The Common Enemy

Concerns About People Pleasing


Photo by Gabriela Whitt

People pleasing graphic illustration made in Canva by Gabriela Whitt.

People pleasing is a phenomenon that is no stranger to anyone. People constantly worry about the way they are perceived by their peers, and this causes many to feel the need to change themselves for their friendships. No one should feel the need to be someone else just to not be alone anymore.

The need to change yourself for others stems from a trait called sociotropy. Sociotropy is the idea that pushes people to become someone they are not to maintain friendships, or to receive approval from others. In fact, lots of high schoolers say that they have different personalities for each friend group they have, and they say that sometimes they mix up personalities with other friend groups and that causes the situation to be weird. Why do people not see the problem in this?

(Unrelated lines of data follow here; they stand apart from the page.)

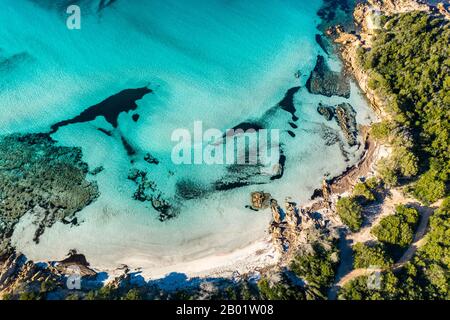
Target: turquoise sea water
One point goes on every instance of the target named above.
(220, 62)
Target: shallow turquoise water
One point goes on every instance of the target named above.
(219, 62)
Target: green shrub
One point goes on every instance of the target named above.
(366, 256)
(397, 229)
(365, 191)
(350, 212)
(279, 291)
(429, 188)
(317, 268)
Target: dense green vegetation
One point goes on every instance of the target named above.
(398, 229)
(350, 209)
(279, 291)
(350, 212)
(317, 268)
(409, 64)
(426, 276)
(366, 256)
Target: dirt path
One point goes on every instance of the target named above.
(419, 240)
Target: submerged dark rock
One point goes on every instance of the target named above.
(324, 81)
(346, 118)
(109, 108)
(287, 104)
(326, 111)
(43, 179)
(324, 43)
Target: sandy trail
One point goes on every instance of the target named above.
(419, 240)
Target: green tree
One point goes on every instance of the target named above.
(350, 212)
(366, 256)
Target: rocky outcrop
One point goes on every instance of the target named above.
(390, 7)
(75, 263)
(42, 179)
(326, 111)
(260, 200)
(146, 191)
(367, 18)
(324, 81)
(19, 275)
(346, 118)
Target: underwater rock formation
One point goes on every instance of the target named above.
(146, 191)
(109, 108)
(260, 200)
(324, 81)
(346, 118)
(42, 179)
(326, 111)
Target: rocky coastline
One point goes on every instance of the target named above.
(293, 228)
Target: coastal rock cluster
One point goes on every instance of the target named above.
(19, 275)
(345, 117)
(39, 178)
(324, 81)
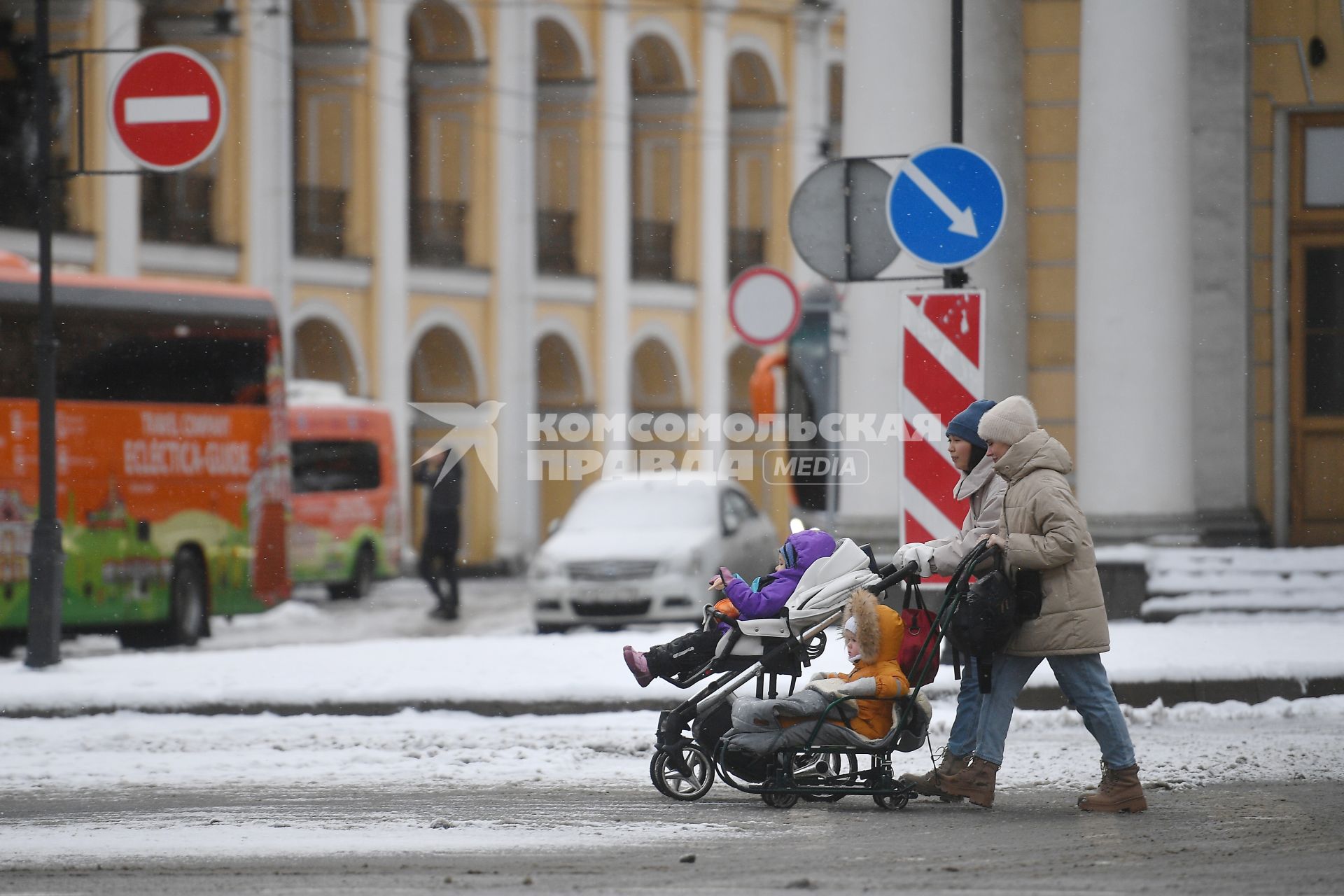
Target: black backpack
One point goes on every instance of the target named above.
(987, 612)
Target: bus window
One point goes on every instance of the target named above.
(137, 356)
(162, 359)
(335, 466)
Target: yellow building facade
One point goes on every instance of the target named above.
(543, 203)
(457, 200)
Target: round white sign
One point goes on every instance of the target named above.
(764, 305)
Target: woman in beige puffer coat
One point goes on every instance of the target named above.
(1043, 528)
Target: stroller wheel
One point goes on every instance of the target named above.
(891, 801)
(682, 773)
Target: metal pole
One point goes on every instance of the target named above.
(48, 561)
(955, 277)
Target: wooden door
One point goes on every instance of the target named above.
(1316, 365)
(1316, 330)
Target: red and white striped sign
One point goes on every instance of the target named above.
(942, 372)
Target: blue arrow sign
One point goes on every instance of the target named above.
(946, 206)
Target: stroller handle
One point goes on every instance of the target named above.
(894, 578)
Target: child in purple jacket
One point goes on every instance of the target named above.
(761, 599)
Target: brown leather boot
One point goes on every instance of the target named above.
(1117, 792)
(926, 785)
(974, 782)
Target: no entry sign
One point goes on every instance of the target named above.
(168, 108)
(764, 305)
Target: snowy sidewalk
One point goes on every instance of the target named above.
(1212, 659)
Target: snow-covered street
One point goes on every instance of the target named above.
(386, 653)
(452, 752)
(139, 804)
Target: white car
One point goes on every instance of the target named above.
(644, 551)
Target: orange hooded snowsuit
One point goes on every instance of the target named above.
(879, 633)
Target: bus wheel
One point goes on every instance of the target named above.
(188, 599)
(187, 610)
(362, 580)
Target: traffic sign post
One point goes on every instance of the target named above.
(946, 206)
(764, 305)
(167, 108)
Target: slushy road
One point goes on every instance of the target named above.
(1280, 837)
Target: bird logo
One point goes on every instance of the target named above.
(472, 428)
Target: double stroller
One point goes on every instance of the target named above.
(690, 750)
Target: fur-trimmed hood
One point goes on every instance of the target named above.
(879, 629)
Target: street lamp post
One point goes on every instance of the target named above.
(46, 555)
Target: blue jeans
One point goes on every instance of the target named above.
(961, 742)
(1085, 685)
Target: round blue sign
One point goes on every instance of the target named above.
(946, 206)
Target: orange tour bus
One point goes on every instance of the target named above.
(347, 520)
(172, 458)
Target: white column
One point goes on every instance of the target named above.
(391, 160)
(995, 118)
(616, 214)
(1135, 282)
(809, 109)
(714, 216)
(515, 250)
(121, 192)
(897, 99)
(270, 190)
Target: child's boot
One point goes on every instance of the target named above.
(638, 666)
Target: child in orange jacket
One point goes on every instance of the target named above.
(873, 637)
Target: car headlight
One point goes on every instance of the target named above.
(685, 564)
(545, 568)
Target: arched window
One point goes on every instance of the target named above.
(330, 58)
(655, 381)
(755, 115)
(559, 382)
(660, 105)
(559, 388)
(321, 354)
(562, 99)
(741, 365)
(445, 81)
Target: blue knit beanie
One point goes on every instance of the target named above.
(965, 425)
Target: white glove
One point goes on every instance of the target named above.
(921, 554)
(901, 556)
(840, 688)
(830, 687)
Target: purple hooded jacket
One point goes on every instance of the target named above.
(800, 551)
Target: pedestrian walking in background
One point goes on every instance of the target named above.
(442, 535)
(1043, 528)
(984, 489)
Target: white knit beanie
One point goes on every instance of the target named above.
(1009, 421)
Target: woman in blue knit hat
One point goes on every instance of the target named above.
(986, 491)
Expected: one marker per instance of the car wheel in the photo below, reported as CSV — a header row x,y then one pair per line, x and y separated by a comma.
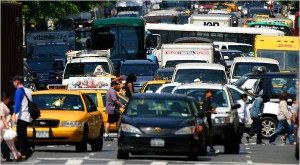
x,y
269,125
82,145
122,155
193,156
203,151
97,145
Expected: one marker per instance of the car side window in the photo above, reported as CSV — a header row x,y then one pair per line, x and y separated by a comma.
x,y
284,84
235,94
86,101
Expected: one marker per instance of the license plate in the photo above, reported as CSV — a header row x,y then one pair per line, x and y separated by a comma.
x,y
42,85
42,134
157,143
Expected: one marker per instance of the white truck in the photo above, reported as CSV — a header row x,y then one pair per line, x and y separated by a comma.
x,y
222,20
173,54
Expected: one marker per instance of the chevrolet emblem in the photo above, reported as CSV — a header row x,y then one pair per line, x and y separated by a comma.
x,y
157,129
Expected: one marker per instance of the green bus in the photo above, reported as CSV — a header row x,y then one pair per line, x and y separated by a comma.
x,y
272,25
129,37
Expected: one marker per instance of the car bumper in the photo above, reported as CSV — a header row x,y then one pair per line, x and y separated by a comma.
x,y
174,144
55,135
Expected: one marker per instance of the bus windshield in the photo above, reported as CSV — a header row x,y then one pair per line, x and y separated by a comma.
x,y
205,75
286,58
242,68
128,43
83,69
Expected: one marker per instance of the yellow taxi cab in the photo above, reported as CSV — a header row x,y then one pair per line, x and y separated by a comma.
x,y
99,97
67,117
247,22
152,86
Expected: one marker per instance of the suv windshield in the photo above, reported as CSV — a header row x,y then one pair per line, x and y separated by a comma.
x,y
242,68
205,75
242,48
219,98
159,107
83,69
54,50
138,69
173,63
58,102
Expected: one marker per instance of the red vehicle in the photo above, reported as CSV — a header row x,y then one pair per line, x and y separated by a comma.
x,y
296,24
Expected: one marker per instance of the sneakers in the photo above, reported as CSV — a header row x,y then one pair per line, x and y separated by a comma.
x,y
283,138
247,138
107,138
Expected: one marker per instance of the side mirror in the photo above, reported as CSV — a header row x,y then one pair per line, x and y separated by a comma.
x,y
200,114
235,106
92,108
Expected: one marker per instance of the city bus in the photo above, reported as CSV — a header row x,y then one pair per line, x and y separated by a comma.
x,y
284,49
163,16
272,25
129,37
169,33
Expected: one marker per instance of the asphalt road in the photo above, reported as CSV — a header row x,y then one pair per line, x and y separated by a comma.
x,y
250,153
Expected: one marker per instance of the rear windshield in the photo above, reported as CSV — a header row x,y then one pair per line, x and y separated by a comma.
x,y
58,102
159,107
205,75
173,63
242,68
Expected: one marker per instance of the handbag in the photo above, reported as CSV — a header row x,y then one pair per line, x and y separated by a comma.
x,y
33,109
9,134
117,112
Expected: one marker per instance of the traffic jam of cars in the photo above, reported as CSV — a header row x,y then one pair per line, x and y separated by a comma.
x,y
180,67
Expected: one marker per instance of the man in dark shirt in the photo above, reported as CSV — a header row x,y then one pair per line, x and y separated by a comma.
x,y
205,106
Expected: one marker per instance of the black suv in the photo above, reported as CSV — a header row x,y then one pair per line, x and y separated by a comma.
x,y
273,84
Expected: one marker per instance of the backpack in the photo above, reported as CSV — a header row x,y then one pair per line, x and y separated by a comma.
x,y
33,109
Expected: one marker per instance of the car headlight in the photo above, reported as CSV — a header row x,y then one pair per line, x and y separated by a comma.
x,y
186,130
129,128
72,124
222,120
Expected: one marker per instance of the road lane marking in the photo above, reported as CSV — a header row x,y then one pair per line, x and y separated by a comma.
x,y
115,163
249,162
74,161
158,163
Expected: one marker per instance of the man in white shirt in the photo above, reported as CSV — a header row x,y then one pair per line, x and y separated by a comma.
x,y
242,113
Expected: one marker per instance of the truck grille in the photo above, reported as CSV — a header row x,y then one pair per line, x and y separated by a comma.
x,y
45,123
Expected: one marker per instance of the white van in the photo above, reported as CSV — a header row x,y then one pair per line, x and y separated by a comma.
x,y
221,20
173,54
245,48
206,73
243,65
84,63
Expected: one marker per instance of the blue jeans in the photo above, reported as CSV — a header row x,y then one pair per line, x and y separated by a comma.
x,y
281,124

Each time someone new is met, another personality is formed to complement that person best. This creates a different person per friend group you have, so this can easily become too much to handle over time. The more people you meet, the less of yourself is going to be a part of you. It’s easy to lose yourself when you’re constantly faking it, and the saddest part is that these problems are rarely talked about.

Between school seminars about social media and drugs, people pleasing is widely overlooked as a thing people just do. The power people pleasing has on people, especially teenagers is underestimated and almost viewed as unimportant. However, it’s just the opposite. People pleasing can have long-term effects on a person’s mental health. It feeds anxiety, insecurity and discourages people from having their own sense of self.

We as a society need to shed light on people pleasing and the effects it has on the youth of today. As outlets like social media continue to set false expectations for teens, schools need to be sure to keep up. Take time to have guest speakers in for a quick talk at least once each year to bring attention to people pleasing in hopes that maybe one day, people won’t have to worry about not being themselves.